Find connection between different tables

Hello,
I would like to compare two tables and find out connections between them. Both tables are different, but they are connected in some way. One table is connected to the other table by certain columns and I would like to find out the columns. Is there a solution for this with Knime?

Hi @student96 and welcome to the forum !

Would it be possible for you to share (upload here) a bit of the data you want to compare between tables ? Depending on the nature of the data (numerical / categorical / String, etc.), different solutions are possible. Thanks in advance.

Best,

Ael

3 Likes

@aworker

Thank you :blush:. Unfortunately, I cannot upload any data. But it is rather strings that would have to be compared with each other.

Hi @student96

Without an example of your data, it is going to be difficult to set up and share a workflow, because I believe this is a very much a data dependent problem. Different data require different metrics for comparison, even between strings.

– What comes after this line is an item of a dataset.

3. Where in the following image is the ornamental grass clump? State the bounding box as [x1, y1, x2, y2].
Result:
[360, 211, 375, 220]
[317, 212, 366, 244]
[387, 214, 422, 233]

Could you please share a bit of dummy data that is not confidential and that looks at least similar to the one you need to use and compare ? This point is important because the “metric” to use for comparison has to be chosen in terms of the data nature.

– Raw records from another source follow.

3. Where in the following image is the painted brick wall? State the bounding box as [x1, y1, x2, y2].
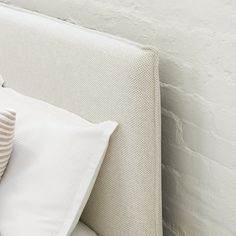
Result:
[1, 0, 236, 235]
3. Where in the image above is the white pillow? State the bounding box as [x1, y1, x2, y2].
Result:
[0, 88, 117, 236]
[0, 109, 15, 181]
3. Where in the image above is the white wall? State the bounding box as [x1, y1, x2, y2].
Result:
[2, 0, 236, 235]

A few rows would be enough to understand your problem and eventually suggest possible solutions.

Thanks,

Ael

4 Likes

Thanks for your help @aworker
Okay so in both files there are about over 1000 entries. They are CSV files which have approximately this format:
File 1:
“Column1”; “Column2”; “Column3”
“String1”;“String2”;“String3”
“String11”;“String12”;“String13”

File 2:
“Column4”; “Column5”; “Column6”; “Column7”
“String4”;“String1”;“String5”;“String6”
“String14”;“String12”;“String15”;“String16”

As you can see in this example, the tables are connected via Column 2 and 5. I would like to find this out automatically.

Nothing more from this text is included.